Hacker News new | ask | show | jobs
by shikharja 2485 days ago
@soVeryTired, the challenge showcased in the test does involve a lot of wrangling, handling missing data points, spotting bias and identifying the right features for the regression model. The challenge is designed to allow for a candidate's creativity.

Do you think the data set we have used doesn't do it to the extent you'd expect from a data scientists?

1 comments

Any assessment that directly provides data sets - even with "gotcha"s like missing values - is testing, based on the conventional wisdom, at most 20% of a real-world data science workflow. And IMO it's the least critical 20%.

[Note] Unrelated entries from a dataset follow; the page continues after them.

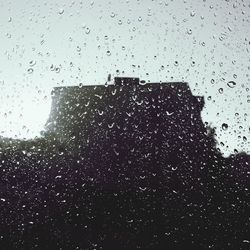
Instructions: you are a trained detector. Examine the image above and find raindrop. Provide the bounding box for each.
[29,60,36,67]
[27,68,34,74]
[221,123,228,130]
[219,88,223,94]
[227,81,236,88]
[190,11,195,17]
[58,9,64,15]
[85,28,90,35]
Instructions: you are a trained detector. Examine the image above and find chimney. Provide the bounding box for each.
[115,77,140,86]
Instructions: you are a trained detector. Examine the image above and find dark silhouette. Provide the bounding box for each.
[0,78,250,249]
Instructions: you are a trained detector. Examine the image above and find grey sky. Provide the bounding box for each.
[0,0,250,155]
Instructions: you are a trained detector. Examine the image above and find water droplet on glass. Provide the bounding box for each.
[227,81,236,88]
[190,11,195,17]
[85,28,90,35]
[221,123,228,130]
[219,88,223,94]
[29,60,36,67]
[58,9,64,15]
[27,68,34,74]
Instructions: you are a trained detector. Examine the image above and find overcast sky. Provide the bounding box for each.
[0,0,250,155]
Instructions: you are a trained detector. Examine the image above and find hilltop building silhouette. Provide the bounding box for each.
[0,78,250,250]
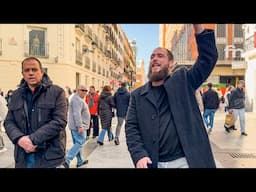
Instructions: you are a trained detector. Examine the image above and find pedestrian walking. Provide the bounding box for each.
[125,24,218,168]
[114,82,130,145]
[4,57,67,168]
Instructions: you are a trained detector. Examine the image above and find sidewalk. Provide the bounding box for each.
[209,111,256,168]
[0,111,256,168]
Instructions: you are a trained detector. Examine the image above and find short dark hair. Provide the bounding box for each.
[21,57,43,70]
[120,82,126,87]
[207,83,212,88]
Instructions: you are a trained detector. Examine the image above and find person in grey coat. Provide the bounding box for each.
[125,24,218,168]
[4,57,67,168]
[97,85,115,145]
[66,85,91,167]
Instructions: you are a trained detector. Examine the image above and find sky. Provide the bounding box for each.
[121,24,159,73]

The only good end-to-end "technical" data science assessment I can think of is to pose a broad question or business problem that's addressable by applying data science techniques to publicly available data. But a nontrivial version of that assessment would take half a day on the very low end, and long assessments anti-select against good candidates.

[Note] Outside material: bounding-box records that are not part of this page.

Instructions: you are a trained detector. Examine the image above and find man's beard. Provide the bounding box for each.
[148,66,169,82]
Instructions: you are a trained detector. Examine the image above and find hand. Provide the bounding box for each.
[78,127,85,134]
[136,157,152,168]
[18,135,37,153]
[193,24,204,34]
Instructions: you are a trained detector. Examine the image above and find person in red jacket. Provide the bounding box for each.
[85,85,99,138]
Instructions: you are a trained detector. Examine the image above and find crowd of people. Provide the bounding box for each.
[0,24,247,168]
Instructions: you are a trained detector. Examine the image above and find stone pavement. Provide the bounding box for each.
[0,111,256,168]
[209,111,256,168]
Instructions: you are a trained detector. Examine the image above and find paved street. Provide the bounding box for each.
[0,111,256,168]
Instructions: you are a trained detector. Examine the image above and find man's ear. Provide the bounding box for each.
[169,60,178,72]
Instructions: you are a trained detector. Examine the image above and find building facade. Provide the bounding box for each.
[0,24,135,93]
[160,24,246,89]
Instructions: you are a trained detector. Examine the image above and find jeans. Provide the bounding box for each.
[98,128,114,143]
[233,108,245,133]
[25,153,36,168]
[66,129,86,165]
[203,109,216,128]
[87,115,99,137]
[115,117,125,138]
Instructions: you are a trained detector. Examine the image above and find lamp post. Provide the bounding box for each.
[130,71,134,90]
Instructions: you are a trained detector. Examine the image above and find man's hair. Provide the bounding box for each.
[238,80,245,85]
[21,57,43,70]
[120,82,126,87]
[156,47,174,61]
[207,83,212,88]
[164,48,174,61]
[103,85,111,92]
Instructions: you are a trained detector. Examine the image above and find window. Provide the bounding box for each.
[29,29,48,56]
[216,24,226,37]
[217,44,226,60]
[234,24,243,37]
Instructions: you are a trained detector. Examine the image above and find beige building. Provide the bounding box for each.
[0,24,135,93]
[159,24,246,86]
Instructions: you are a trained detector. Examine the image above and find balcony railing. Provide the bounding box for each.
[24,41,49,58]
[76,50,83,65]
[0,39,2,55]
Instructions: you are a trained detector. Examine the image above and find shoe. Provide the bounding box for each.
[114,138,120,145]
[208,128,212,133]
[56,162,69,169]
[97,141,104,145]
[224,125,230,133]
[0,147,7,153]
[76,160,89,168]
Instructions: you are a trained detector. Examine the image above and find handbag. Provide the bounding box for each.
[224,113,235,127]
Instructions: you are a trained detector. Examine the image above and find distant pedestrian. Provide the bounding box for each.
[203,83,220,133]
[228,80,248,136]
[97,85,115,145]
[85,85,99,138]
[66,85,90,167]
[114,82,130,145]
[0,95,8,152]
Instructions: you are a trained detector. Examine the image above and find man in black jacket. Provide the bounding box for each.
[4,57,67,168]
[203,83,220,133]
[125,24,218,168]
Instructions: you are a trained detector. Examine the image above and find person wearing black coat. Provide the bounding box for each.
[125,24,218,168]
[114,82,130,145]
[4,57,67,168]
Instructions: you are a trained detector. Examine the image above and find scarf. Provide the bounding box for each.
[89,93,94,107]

IMO, when it comes to evaluating data scientists, the only thing that online coding assessments are good for is to ensure that they can perform basic coding and data manipulation tasks. (I'd include tasks like web scraping, image manipulation, API calls, and ORM stuff in this category). Everything else needs to be evaluated in person.

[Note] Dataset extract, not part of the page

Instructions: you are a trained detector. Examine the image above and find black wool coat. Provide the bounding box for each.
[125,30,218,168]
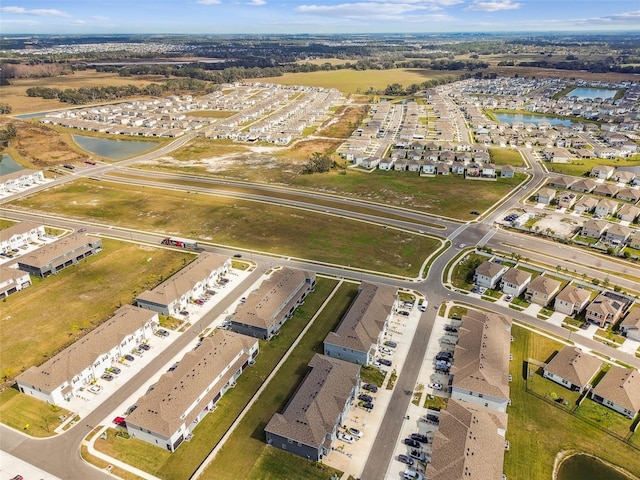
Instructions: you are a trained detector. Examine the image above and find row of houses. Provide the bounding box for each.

Do you think candidates looking for Data Science jobs would be open to performing a half a day exercise?

We optimized these challenges to allow candidates to show as much of their skills they can show in a timed window, without killing their creativity. I'd be curious to know what do think is a good way to interview data scientists.

I think some candidates would be open to performing a half-day exercise. But the best candidates wouldn't, which is what drives the anti-selection I mentioned in my previous comment. More broadly, I don't think it's realistic to create an assessment that's representative of real-world data science workflows without being onerous enough to exclude good candidates.

If representative isn't an option, highly correlated is the next best thing. In practice, for my team specifically, this means screening for math aptitude and general business acumen during a phone screen, data manipulation (moderately complex SQL + tidyverse/data.table/pandas) during a "take-home", and delving more into problem solving approach, model selection and validation, etc. during an onsite. Broad business questions (e.g., "How does a life insurance company make money?") and communication skills generally weed out the candidates who picked up the bare minimum math and programming background through Kaggle + MOOCs.

As an aside, I absolutely think that the sort of assessment in the OP kills creativity. I care a lot about whether a candidate would think to include covariates like Internet usage and segmented urban population when predicting mortality rates; I don't care at all whether they're able to write the trivial amount of code that's needed to include those covariates in a model, given a data set that already contains them.

Typically take-home tests in any SWE field don't account for everything as it's a layer of screening: that's what an on-site is for (even better: adjust the on-site to address the results of the take-home).
I completely agree, and that's exactly my point: the median data science screening process tries to be all-encompassing to an extent that would seem ridiculous (for a "take-home" assessment) in any other technical field.